Флориен снова кивнул и двинулся к небольшим воротам. Алисия повернулась к Леоноре и сказала очень громко:

— По-моему, этот парень проглотил язык.

— Алисия… — смущенно пробормотала Леонора.

Но та только засмеялась.

— А может, у него языка никогда и не было!

Это Флориен услышал. Краска залила лицо мальчика. Но он шел впереди, и этого никто не заметил. Дети подошли к большому обнесенному оградкой огороду, малая часть которого была ухожена и засажена овощами. За огородом присматривали Панацель и Флориен.

— Вам, наверное, приходится много работать? — спросила Леонора, догнав мальчика. — Здесь очень красиво. — Маленький цыган в ответ не сказал ни слова, но Леонора, в отличие от Алисии, старалась подбодрить его. — В Аргентине нам приходится покупать овощи. У нас хороший сад, а в бабушкином саду много апельсиновых деревьев. Я с удовольствием помогу вам, для двоих здесь слишком много работы.

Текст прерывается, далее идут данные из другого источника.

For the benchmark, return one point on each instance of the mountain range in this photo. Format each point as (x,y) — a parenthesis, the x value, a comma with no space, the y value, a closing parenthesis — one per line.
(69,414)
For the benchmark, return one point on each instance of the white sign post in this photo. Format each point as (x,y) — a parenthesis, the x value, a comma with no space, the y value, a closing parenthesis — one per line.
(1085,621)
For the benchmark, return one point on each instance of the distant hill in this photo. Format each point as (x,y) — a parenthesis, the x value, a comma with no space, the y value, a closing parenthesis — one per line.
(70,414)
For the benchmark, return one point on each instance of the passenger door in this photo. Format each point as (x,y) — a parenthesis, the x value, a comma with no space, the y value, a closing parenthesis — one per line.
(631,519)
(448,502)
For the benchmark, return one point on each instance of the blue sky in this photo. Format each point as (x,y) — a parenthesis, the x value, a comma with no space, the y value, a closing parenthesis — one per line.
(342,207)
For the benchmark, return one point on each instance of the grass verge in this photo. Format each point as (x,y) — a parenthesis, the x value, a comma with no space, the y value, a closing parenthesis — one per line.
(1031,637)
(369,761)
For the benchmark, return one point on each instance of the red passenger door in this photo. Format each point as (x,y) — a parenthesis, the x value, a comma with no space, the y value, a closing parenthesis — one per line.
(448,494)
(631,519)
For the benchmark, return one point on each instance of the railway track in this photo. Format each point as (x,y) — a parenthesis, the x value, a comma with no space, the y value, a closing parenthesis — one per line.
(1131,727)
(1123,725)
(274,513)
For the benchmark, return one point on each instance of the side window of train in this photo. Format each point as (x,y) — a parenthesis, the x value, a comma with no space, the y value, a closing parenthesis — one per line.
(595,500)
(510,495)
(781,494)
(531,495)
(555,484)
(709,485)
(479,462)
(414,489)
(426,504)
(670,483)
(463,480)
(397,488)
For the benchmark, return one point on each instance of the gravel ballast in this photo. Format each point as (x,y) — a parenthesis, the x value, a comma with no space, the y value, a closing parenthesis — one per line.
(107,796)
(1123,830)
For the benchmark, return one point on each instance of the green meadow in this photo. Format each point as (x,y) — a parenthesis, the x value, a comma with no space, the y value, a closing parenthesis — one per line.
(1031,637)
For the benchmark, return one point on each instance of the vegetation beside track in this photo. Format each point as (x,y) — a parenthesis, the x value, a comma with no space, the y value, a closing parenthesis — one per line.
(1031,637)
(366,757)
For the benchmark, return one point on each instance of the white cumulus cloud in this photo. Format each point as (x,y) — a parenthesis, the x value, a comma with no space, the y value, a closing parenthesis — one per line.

Посмотрев на Леонору, некрасивое личико которой лучилось добротой, Флориен почувствовал, что к нему возвращается уверенность.

— Для троих, — сказал он удивительно мягко, отворяя калитку в заборе, которая вела во двор, окруженный хозяйственными постройками.

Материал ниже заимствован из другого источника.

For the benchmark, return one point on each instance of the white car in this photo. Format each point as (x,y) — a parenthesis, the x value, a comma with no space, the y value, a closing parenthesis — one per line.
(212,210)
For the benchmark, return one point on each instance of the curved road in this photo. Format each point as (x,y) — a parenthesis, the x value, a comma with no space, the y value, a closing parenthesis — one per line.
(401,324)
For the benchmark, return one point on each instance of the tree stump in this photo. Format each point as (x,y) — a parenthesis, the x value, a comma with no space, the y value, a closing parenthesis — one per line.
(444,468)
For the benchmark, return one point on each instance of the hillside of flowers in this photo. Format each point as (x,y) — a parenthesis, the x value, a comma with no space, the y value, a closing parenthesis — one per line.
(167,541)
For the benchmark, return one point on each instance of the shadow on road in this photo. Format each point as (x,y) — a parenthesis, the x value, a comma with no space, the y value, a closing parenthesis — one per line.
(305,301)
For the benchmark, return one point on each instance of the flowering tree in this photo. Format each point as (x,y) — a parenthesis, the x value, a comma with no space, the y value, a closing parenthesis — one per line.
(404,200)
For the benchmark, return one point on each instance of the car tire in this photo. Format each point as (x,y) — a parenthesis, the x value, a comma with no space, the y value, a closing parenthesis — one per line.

— Значит, твоя мама вам помогает? Все равно, три работника — мало для такой большой фермы.

— Втроем справиться невозможно, — сказала Алисия, вступая в разговор. — Ну, и где же животные?

— Сад такой чудесный, — вздохнула Леонора.

Алисия наморщила носик. Сестра ей определенно надоела, и она с нетерпением ждала знакомства с новыми одноклассницами.

Флориен подвел девочек к забору, который чуть дальше переходил в живую изгородь. К радости Алисии, за ним кипела жизнь: всюду сновали цыплята, между которыми гордо вышагивал огромный петух, время от времени поклевывая молодняк, чтобы напомнить, кто в доме хозяин.

— А как ты их убиваешь? — спросила Алисия без тени смущения.

Флориен взобрался на забор и теперь пристально смотрел на девочку. Даже для него было очевидно, что она привыкла к беспрекословному повиновению. Однако здесь, на небольшом, но возвышении, он чувствовал себя увереннее.

— Мы скручиваем им шею, — ответил он.

— Ага-а-а, значит, цыганский мальчик все-таки умеет разговаривать!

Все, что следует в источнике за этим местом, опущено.